New bid, same response (September 07, 2004)

Wheaton River Minerals (WRM-T) has told its shareholders to reject the renewed takeover offer from Coeur d’Alene Mines (CDE-N). The company also says any shares that have already been tendered should be withdrawn immediately.

The takeover target’s special committee of directors unanimously recommended rejection, maintaining, as it has since May, that the offer is “financially inadequate and highly dilutive.” The committee added that Coeur has had a lengthy history of significant losses.

Wheaton said, in a prepared statement, that the board and committee have serious reservations about the ability of Coeur’s management team. Coeur responded that its management has more than 400 years of combined exploration, development and operational experience.

Coeur’s new bid is unchanged from the previously scrapped one, aside from the expiration date, and is open to Wheaton shareholders on both sides of the border; it expires at the end of September. The previous bid was terminated, owing to delays in offering it to Canadian investors.

Coeur’s bid stands at 0.796 of one of its shares, or up to $5.47 in cash to a limit of $570 million, for each share of Wheaton. If all of Wheaton’s shareholders elect to take the cash, they would be limited to $1 per share, with the balance made up of 0.65 of a Coeur share per Wheaton share.

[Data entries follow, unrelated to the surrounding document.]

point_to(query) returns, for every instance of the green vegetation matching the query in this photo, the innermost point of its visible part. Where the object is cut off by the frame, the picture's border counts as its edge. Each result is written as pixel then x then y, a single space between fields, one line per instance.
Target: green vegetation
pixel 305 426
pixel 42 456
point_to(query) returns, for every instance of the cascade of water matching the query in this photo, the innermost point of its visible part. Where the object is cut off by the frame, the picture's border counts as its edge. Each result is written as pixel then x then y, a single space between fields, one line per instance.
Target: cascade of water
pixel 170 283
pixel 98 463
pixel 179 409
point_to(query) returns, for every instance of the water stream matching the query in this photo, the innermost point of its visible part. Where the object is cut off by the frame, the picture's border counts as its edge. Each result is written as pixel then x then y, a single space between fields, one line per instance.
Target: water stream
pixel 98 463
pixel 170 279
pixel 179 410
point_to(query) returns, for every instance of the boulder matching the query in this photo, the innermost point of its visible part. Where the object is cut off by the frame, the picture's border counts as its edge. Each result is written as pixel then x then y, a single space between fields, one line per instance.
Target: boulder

Under the all-cash proposal, the offer amounts to $4.29 per share and represents a 16% premium over Wheaton’s closing stock price on the Toronto Stock Exchange on Aug. 20, the day before the new offer.

The offer requires the approval of Coeur’s shareholders, which will be sought at a meeting on Sept. 30. Wheaton’s shareholders are scheduled to vote on the offer the same day; Coeur requires the tender of at least two-thirds of Wheaton’s shares.

Despite the latest rejection, Coeur CEO Dennis Wheeler says his company’s offer continues to receive support from Wheaton River shareholders and that Coeur remains committed to completing the transaction.

Meanwhile, the two companies recently came to a truce of sorts, with Wheaton River agreeing to postpone by more than a month the spinoff of its silver assets into Silver Wheaton; that transaction is now slated to close on Oct. 15. For its part, Coeur has said it will allow the spinoff to go ahead if its bid for Wheaton is not successful by that date.

The two say the agreement avoids a costly regulatory hearing; Coeur had previously filed with the British Columbia Securities Commission, seeking to delay Wheaton’s silver deal with Chap Mercantile (CPC-V).

“We are pleased that Wheaton River’s Board has now listened to its shareholders, and to Coeur, and agreed to a postponement,” says Wheeler. “We have consistently said that it is in the best interest of Wheaton River shareholders for Wheaton River to postpone the closing of the Silver Wheaton transaction until after the expiration of Coeur’s offer.”